For instance, we have two rules here:

# ###########################################################################################

rule
    Usage_Reporter_Normal
when
    usage_percantage > 50 and
    peak_usage_percentage > 70
then
    report_type = 'normal'

# ###########################################################################################

rule
    Usage_Reporter_Max
when
    usage_percantage > 90      and
    peak_usage_percentage > 95 and
    account_type == 'enterprise'
then
    report_type = 'max'

# ###########################################################################################

And let's say our input is:

data = {
    'usage_percentage': 70,
    'peak_usage_percentage': 75
}

Now, the second rule will be entirely skipped because it requires an "account_type" field on input, so it doesn't make sense to evaluate it at all as we see there's no such field on input.

Why it works: Before an evaluation of a set of rules begins, Zato checks which of them cannot possibly match at all by filtering out those rules that need fields which you haven't provided on input.

Fewer rules with many conditions vs. more rules with fewer conditions

In most real-world scenarios, more rules with fewer conditions tend to perform better, but there's a middle ground to find because very granular rules (1-2 conditions each) can lead to rule explosion and maintenance challenges.

In practice:

  • Aim for 3-7 conditions per rule as a general guideline
  • Keep common condition patterns consistent across rules (maintain consistent naming conventions explained above)
  • Group related simple rules together in the same file
  • Consider splitting rules when they contain unrelated "or" conditions (see below)

When to split or conditions

Consider this rule:

rule
    Customer_Discount_Eligibility
when
    account_status == 'active' and
    (
        (customer_type == 'business'   and contract_years > 2) or
        (customer_type == 'individual' and loyalty_points > 1000)
    )
then
    discount_eligible = true
    discount_percentage = 15

And now compare it with these two:

rule
    Business_Discount_Eligibility
when
    account_status == 'active'  and
    customer_type == 'business' and
    contract_years > 2
then
    discount_eligible = true
    discount_percentage = 15
rule
    Individual_Discount_Eligibility
when
    account_status == 'active'    and
    customer_type == 'individual' and
    loyalty_points > 1000
then
    discount_eligible = true
    discount_percentage = 15

They express the same business ideas, but splitting rules with "or" conditions into equivalent "and" conditions may improve performance because:

  • Each rule accesses only the input fields it needs
  • Each rule can fail fast on its own conditions without evaluating the rest of the conditions
  • Simpler conditions have better cache utilization

At the same time, many business concepts are naturally expressed using "or" logic:

rule
    Preferred_Customer
when
    (customer_type == 'platinum') or
    (customer_type == 'gold') or
    (customer_tenure_years > 5 and lifetime_value > 10000)
then
    service_level = 'preferred'
    discount_eligible = true

By using "or", all the related business logic stays together, the intent is clearer and there are fewer rules to maintain, so there are obvious advantages to using or logic too.
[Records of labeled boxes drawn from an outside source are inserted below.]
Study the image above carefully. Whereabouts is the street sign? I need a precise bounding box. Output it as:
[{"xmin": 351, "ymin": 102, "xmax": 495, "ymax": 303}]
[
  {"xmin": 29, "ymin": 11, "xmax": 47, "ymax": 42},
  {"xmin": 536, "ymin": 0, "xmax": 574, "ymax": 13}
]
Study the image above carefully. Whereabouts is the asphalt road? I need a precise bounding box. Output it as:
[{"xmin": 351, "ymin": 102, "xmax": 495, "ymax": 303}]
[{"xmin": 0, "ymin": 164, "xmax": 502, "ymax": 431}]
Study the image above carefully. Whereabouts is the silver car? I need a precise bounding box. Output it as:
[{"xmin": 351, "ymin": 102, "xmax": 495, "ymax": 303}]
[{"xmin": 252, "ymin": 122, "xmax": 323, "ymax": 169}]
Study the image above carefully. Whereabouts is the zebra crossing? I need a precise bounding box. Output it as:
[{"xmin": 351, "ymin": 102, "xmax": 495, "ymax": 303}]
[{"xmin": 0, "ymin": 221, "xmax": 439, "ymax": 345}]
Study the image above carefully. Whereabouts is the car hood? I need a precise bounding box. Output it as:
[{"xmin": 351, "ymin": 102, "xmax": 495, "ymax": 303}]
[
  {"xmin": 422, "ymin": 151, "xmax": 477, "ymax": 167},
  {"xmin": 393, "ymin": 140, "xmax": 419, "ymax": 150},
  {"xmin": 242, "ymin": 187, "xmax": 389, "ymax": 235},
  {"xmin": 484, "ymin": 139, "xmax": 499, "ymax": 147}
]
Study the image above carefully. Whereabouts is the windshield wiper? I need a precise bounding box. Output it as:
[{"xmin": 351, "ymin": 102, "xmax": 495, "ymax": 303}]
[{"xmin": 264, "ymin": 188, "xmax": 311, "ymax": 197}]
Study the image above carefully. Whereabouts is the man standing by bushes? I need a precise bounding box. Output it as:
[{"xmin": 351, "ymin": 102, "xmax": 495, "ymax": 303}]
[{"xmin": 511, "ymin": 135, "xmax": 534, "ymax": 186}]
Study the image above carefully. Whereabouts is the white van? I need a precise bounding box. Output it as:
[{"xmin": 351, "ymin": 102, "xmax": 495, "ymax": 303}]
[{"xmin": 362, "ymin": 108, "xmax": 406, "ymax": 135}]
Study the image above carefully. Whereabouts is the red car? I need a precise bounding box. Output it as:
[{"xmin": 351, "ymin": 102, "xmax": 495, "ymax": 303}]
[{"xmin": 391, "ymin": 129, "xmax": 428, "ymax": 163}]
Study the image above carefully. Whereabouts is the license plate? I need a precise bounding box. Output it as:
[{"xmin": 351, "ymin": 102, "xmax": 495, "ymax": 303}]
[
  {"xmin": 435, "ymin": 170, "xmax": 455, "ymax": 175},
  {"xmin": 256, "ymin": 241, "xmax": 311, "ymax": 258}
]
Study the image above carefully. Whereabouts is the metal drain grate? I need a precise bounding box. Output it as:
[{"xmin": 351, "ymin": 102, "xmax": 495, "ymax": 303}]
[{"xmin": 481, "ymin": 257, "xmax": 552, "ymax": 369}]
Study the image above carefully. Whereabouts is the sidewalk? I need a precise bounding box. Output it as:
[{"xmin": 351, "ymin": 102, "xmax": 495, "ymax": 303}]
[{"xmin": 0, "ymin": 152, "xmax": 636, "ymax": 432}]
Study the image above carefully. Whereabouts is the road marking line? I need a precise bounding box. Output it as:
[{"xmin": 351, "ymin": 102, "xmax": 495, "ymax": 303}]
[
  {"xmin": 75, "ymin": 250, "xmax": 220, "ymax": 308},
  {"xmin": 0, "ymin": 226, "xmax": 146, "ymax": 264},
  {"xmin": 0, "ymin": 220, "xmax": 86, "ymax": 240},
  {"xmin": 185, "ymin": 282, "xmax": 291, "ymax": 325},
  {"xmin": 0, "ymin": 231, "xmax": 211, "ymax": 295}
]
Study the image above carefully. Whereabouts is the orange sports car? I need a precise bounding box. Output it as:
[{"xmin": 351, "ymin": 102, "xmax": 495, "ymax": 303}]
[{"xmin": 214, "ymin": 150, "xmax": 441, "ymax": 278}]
In practice, you need to balance it out:

  • Start with business-oriented rules and design them in a way that clearly express business concepts, including "or" conditions where it's natural to use them
  • Split only the "or" conditions that significantly impact performance
  • Don't optimize too early, try to keep it all on a business-friendly level instead

The easiest way to implement the performance suggestions in a way that's also very natural is to keep related rules in the same file or files.

For instance, don't create a single file with 500 rules for all possible situations. Instead, break it down into smaller files by their business purpose, e.g. one for billing, one for CRM, one for HR, and so on.

In this way, there will be a natural tendency for the rules to require the same or similar input parameters, in which case the rule engine will work better.